The problem is to find the no. of 3x3 matrices of perfect squares....like:

121

256

169

whose transpose is same as the original..

The solution I came up with is:

1.Make an array of vectors of the sq nos within the range..(such that..each array contains a vector of the no.s beginning with its(the array's) index...)

2.Iterate over the square nos in the range

--1.Put the current no. as the first row.

--2.Iterate over the set(that array of vectors!) which begins with the middle digit of the first row.

----1.Put the current no. as the 2nd row.

----2..Iterate over the set which begins with the 3rd digit of the first row.

------1.Put the no as the 3rd row.

------2.If the 3rd digit of the 2nd row == 2nd digit of the 3rd row.

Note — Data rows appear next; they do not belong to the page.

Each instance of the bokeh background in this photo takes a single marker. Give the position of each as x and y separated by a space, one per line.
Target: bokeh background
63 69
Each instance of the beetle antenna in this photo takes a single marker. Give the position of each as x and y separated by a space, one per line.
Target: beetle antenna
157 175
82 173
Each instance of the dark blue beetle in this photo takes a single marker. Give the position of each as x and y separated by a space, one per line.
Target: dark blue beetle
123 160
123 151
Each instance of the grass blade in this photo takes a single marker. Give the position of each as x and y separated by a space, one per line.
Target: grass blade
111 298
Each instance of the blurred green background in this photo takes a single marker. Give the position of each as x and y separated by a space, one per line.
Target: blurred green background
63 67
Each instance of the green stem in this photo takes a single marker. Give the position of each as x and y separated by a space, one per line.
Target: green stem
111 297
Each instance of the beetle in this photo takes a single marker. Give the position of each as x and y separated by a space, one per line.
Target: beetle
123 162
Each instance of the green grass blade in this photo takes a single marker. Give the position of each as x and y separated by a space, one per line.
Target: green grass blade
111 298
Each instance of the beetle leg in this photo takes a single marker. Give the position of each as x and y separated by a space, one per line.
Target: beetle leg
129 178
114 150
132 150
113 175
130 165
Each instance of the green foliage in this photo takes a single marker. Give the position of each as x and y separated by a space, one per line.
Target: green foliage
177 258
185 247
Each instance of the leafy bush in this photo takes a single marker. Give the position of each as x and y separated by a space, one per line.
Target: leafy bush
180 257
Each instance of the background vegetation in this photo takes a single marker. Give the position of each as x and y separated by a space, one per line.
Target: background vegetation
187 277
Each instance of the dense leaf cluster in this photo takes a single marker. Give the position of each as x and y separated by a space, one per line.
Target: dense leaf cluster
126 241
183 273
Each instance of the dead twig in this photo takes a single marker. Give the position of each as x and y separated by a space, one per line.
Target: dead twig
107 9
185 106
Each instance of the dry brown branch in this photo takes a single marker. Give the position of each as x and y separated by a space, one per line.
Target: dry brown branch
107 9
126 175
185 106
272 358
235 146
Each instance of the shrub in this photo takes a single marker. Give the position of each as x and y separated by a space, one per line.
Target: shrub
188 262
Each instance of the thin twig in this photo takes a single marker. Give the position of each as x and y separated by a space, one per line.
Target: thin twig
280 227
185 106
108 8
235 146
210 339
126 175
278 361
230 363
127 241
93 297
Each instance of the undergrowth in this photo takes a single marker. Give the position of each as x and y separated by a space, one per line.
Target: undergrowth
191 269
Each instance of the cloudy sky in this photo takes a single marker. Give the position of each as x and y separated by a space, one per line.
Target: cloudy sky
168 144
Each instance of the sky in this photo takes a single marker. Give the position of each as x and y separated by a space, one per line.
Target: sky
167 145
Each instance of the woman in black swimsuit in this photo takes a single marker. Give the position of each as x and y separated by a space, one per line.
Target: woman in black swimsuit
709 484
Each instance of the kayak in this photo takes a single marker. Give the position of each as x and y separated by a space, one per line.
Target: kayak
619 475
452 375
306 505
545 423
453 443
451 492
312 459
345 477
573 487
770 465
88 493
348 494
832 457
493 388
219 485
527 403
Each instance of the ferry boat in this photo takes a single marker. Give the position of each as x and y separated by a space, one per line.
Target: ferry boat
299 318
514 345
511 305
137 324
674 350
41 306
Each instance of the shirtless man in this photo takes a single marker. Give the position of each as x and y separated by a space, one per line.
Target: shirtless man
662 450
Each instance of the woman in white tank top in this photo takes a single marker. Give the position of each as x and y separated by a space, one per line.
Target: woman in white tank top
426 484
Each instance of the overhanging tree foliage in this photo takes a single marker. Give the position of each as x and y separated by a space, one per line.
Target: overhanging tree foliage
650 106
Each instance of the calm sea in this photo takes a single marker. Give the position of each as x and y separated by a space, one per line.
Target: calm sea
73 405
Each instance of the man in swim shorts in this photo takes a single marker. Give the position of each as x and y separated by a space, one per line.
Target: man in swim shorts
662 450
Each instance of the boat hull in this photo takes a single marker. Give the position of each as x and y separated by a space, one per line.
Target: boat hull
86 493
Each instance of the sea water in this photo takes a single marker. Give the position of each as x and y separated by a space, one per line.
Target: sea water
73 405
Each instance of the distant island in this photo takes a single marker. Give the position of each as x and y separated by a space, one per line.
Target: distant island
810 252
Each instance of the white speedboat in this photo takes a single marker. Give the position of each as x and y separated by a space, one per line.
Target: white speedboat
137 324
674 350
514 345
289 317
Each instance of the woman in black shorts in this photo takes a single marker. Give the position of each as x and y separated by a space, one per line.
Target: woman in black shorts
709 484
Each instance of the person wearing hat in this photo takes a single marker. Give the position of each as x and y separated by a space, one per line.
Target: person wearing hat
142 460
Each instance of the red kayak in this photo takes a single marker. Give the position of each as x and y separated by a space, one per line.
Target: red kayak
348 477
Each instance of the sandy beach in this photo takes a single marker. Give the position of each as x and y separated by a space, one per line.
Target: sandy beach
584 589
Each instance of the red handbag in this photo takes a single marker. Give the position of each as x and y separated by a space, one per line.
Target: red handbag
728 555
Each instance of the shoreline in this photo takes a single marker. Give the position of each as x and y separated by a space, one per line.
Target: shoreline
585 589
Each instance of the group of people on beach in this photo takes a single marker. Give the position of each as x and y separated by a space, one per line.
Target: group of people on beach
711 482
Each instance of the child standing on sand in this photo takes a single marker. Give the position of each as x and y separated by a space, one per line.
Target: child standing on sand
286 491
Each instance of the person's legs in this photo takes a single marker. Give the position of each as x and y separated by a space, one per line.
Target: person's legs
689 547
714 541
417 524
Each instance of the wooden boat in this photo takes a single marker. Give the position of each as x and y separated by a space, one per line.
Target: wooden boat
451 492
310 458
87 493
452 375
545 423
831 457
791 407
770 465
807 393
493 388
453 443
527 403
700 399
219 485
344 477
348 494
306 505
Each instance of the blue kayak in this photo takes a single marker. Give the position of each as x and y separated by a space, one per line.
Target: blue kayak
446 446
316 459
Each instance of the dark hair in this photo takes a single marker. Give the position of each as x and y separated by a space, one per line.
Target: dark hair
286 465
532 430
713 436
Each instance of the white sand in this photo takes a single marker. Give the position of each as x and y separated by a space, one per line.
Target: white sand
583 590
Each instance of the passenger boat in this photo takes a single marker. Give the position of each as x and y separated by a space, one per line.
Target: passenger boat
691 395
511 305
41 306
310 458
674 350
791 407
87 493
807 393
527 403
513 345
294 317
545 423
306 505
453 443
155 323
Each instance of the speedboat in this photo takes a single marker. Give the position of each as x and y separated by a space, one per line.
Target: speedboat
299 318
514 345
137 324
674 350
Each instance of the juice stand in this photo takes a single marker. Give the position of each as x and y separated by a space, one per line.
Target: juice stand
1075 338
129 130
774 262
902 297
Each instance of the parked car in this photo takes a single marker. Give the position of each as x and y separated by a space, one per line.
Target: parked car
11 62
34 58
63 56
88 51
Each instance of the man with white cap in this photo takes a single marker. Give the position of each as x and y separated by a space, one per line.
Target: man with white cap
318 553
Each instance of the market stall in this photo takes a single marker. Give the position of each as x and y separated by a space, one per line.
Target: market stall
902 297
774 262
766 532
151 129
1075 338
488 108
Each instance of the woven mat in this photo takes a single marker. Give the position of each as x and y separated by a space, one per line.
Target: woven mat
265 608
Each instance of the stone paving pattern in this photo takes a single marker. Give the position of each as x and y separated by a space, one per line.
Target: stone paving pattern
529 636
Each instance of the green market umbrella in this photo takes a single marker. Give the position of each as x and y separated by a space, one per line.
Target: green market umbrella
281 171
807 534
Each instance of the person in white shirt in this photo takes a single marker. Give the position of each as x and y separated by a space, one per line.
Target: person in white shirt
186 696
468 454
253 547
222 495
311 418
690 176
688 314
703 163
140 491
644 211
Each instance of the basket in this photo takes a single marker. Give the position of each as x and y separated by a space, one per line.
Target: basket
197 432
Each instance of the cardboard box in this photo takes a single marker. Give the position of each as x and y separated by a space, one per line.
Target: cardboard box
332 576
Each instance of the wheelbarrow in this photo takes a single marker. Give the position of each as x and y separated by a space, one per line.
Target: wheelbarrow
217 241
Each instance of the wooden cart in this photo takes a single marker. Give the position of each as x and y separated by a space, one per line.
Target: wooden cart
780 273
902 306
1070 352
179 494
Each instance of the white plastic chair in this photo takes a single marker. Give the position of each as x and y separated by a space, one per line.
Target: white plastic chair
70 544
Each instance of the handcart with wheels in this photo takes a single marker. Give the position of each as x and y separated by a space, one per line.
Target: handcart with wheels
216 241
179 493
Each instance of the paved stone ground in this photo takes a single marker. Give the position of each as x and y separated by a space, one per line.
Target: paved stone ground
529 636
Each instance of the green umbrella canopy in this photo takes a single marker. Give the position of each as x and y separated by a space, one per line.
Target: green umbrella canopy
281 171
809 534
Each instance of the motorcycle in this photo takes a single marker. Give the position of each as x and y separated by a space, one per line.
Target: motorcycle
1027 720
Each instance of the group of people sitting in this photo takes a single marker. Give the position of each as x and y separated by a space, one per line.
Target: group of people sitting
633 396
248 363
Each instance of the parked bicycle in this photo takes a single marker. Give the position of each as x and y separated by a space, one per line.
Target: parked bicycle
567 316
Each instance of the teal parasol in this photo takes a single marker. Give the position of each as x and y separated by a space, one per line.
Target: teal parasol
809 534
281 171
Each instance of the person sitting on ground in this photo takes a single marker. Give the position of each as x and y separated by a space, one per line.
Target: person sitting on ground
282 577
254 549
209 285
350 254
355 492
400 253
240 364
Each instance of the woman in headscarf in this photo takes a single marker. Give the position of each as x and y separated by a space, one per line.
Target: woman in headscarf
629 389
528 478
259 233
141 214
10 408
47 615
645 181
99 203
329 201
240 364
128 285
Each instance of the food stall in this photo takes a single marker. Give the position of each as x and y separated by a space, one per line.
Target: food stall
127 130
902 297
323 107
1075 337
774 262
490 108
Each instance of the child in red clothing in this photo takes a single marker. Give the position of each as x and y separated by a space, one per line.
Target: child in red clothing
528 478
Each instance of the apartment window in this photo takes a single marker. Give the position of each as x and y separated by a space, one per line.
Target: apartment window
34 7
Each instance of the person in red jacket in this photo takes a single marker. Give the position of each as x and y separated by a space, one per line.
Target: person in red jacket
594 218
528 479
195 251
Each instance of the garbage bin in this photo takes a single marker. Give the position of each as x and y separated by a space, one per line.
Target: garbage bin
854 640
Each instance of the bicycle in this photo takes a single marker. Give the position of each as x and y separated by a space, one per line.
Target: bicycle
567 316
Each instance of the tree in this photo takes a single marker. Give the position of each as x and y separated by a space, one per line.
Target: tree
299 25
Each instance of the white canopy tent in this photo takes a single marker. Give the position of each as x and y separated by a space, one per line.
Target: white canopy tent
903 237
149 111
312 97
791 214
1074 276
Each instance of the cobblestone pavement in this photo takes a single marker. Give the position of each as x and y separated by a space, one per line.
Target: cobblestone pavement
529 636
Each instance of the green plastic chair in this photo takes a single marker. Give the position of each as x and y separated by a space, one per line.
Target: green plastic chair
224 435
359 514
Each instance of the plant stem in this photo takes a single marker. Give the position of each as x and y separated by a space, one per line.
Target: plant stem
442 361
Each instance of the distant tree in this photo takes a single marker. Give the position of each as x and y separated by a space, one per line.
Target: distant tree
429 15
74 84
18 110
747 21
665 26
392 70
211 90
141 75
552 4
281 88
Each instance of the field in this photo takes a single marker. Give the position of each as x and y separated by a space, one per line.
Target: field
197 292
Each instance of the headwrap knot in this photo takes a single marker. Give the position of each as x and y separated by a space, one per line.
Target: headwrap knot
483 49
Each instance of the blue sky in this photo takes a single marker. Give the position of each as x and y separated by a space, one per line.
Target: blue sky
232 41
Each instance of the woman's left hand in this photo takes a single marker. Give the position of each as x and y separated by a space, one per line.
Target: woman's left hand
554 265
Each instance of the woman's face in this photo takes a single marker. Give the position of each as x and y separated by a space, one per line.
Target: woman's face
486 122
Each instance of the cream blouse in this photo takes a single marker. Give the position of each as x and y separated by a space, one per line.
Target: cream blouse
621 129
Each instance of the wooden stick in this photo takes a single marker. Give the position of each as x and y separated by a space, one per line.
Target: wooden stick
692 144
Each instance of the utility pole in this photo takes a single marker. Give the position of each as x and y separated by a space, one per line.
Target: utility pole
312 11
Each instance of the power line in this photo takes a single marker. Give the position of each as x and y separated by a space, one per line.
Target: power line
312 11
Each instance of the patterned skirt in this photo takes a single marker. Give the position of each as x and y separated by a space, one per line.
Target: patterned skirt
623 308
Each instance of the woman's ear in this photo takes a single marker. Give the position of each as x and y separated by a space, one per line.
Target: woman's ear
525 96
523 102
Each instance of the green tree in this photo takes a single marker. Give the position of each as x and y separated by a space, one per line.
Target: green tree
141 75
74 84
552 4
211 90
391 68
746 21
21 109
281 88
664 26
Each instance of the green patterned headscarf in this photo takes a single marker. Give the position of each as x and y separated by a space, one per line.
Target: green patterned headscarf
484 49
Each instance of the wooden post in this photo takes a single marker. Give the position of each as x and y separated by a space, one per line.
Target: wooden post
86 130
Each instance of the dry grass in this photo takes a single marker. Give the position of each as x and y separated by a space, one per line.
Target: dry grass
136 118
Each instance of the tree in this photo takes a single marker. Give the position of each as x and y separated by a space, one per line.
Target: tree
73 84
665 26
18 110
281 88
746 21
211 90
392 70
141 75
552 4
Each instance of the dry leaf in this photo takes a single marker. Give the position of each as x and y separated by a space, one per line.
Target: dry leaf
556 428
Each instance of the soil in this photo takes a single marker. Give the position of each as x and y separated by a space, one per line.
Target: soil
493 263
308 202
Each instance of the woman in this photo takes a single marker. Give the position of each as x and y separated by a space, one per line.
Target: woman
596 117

----------<You have found one of such a matrix>

------3.Continue.

3.Output ..etc etc..

_____________________

It works...as expected..and finds out all of the matrices..

..But the 2 nested loops feels very ..err...clumsy ...take a look..

..... I figured out(not having a good idea about the mathematical aspects of algorithms..)..that this is better than iterating over all(more than 20!) the possible matrices..Code:for(c=10;c*c<1000;c++) { temp.v1=itotr(c*c); for(VI it1=st[temp.v1[1]].begin();it1!=st[temp.v1[1]].end();it1++) { temp.v2=*it1; for(VI it2=st[temp.v1[2]].begin();it2!=st[temp.v1[2]].end();it2++) { temp.v3=*it2; if(temp.v2[2]==temp.v3[1]) { mc++; storage.push_back(temp); } } } }

IS there a better and simpler way of doing this...??